Supporting the future of agriculture
June 17, 2019
The distinctive blue corduroy jackets are a mainstay in rural America, and spring is an exciting time for Future Farmers of America students. Future Farmers of America has been a pillar of agricultural education since 1928. It is the premier youth organization preparing members for leadership and careers in the science, business and technology of agriculture. Nationwide, there are 8,630 local FFA chapters in all 50 states, Puerto Rico and the U.S. Virgin Islands and the organization touts 669,989 members.
Earlier this spring in Lincoln, Nebraska, the 91st State Convention brought students from every corner of the state to compete for a spot at the National FFA Convention where college scholarships are at stake. At Tri-State, not only do we support FFA financially, I support them through serving as a judge at the state convention. My favorite section to judge is cooperative speaking. Students write a paper and give a speech about the impacts of cooperatives in their communities. It gives them public speaking experience, they get an understanding of the cooperative business model and how important they are in the agricultural industry. Students focus on a range of cooperatives from grocery stores to feed lots to rural electric coops. Through their research, it is clear they gain an appreciation for the cooperative business model and principles.

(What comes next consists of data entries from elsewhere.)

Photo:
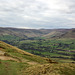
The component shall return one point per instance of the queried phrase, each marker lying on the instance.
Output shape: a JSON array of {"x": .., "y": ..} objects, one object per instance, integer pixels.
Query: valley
[{"x": 37, "y": 52}]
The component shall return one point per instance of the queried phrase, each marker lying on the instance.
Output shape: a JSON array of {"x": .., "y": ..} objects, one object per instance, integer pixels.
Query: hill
[
  {"x": 14, "y": 61},
  {"x": 23, "y": 34}
]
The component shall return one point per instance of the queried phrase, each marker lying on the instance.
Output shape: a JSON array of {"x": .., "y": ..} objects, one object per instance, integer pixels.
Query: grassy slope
[{"x": 23, "y": 67}]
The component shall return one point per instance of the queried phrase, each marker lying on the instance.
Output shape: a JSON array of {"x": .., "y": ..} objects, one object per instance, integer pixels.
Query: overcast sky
[{"x": 37, "y": 14}]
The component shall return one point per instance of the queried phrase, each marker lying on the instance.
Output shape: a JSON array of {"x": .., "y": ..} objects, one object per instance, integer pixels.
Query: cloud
[{"x": 37, "y": 13}]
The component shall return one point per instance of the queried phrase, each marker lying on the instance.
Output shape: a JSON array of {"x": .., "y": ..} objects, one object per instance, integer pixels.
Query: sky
[{"x": 37, "y": 14}]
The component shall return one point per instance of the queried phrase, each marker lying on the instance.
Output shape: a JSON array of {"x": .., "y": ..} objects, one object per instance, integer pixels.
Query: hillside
[
  {"x": 23, "y": 34},
  {"x": 14, "y": 61}
]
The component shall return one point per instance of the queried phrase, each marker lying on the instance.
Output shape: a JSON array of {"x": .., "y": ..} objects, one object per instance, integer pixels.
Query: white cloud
[{"x": 37, "y": 13}]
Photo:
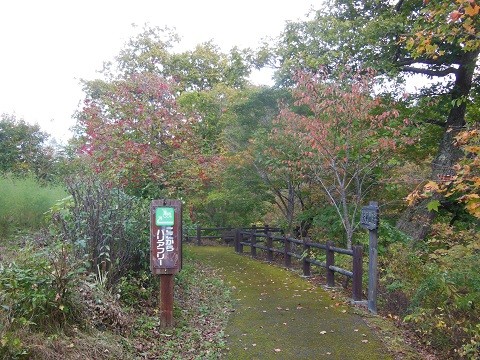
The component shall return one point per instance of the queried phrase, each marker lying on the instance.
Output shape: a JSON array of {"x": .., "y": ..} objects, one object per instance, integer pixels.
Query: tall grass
[{"x": 23, "y": 202}]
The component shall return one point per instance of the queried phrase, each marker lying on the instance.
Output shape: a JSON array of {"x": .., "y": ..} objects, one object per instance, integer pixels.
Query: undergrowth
[{"x": 23, "y": 202}]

FFA also embraces the idea of building stronger communities. The last line of the FFA motto, “Living to Serve,” signifies the vital role service plays in FFA. The Living to Serve platform empowers every student in every classroom to make a positive impact in their community. FFA provides quality programs, resources, recognition and opportunities for its members to put their leadership into action through service engagement. This reflects my personal favorite cooperative principle, concern for community, and I am thrilled to represent Tri-State at an organization whose values align with our cooperative family.
Not only are these students the future of the agricultural industry, but they are the future leaders of the cooperative world.